Almost 30% could not name the current Vice-President of the United States. (Now I realize that this is the office where viable politicians go to die but, Joe, say it ain’t so!)
Final Jeopardy: For a trillion dollars, and with apologies to Groucho [Google, Part 2], who is buried in Grant’s Tomb? Just kidding. Now, for a bazillion dollars, on what date was the Declaration of Independence signed?
Don’t snicker: Only one out of three could answer correctly.
And the Thoroughbred industry expects would-be customers to understand the vague complexities of a weighted wheel?
What’s really sad is that since horses are no longer part of American culture, many people with discretionary dollars to spend are unlikely to have the experience or appreciation for watching the beauty and power displayed in a typical horse race.
For those folks, horses might as well be orangutans. The only hook to interest them, then, would be winning a lot of money; the less thinking required, the better. Which is precisely why the bells, whistles and cocktails of a slot emporium appeal to so many older Americans, whose main concern is where to make dinner reservations.
The way parimutuel wagering is structured, routine rules, regulations and a basic handicapping skill set are just too confusing: “You mean you expect me to have to learn a new and confusing way to lose my money? No, thank you."
As Shanklin wrote, “racing must not exclude the millions of people who will not wager on the sport if they have to handicap and cope with confusing betting requirements. What is routine to seasoned racehorse bettors is complex to the neophyte.”
But they might buy a ticket on a horse race if they didn’t have to learn any particular skill, go out of their way to make a bet, or if the payoff were big enough.
That’s why a lottery type wager based on the results of an important horse race televised nationally every Saturday afternoon, modeled after the old Irish Sweepstakes, could work.

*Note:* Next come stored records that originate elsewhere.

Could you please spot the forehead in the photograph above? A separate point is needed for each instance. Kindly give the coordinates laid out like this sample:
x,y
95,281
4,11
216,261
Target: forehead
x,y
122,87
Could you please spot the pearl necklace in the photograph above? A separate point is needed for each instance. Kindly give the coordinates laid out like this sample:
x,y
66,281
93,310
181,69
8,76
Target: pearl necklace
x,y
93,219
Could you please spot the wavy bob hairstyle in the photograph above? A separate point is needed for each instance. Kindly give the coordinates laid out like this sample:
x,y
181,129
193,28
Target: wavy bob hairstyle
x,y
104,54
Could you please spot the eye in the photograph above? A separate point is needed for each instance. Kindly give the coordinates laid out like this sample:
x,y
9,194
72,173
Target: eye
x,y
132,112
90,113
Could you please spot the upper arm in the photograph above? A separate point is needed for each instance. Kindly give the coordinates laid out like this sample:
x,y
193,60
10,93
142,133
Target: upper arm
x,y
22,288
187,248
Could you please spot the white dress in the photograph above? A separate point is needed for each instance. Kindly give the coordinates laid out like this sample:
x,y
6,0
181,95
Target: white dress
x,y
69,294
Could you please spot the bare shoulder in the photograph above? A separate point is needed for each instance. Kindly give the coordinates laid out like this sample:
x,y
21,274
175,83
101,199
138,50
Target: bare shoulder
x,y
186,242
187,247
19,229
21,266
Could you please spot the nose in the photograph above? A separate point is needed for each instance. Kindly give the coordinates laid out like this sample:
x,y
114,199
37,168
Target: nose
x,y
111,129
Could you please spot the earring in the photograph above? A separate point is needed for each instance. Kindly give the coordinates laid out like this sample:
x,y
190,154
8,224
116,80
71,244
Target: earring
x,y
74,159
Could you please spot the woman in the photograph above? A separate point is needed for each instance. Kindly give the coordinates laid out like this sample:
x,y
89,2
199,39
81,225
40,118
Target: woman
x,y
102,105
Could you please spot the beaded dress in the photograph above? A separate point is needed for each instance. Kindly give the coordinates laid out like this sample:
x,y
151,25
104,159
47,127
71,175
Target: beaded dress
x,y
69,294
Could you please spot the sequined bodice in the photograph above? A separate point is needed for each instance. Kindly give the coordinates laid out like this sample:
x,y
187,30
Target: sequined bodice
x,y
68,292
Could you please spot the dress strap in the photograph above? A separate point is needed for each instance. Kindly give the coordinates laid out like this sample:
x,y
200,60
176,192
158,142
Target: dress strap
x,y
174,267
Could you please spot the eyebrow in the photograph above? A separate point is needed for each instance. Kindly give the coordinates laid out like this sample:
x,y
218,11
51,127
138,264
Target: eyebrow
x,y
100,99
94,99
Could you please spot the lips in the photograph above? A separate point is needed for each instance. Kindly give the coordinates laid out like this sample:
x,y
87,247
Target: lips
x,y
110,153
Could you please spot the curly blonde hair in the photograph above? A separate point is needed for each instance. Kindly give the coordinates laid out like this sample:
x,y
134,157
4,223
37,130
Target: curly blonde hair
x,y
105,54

Lotteries, after all, out-handle parimutuels by a margin of eight dollars to one.
Chance rather than skill would interest these “gamblers,” as opposed to sports bettors and poker players who don’t mind mixing in a little thinking and skill with their gambling.
Maybe some widget manufacturer would be interested in creating a new revenue stream based on this model, especially since parimutuel wagering is legal in 32 of the 50 states?
Bet you thought I was going to say 48 states, didn’t you?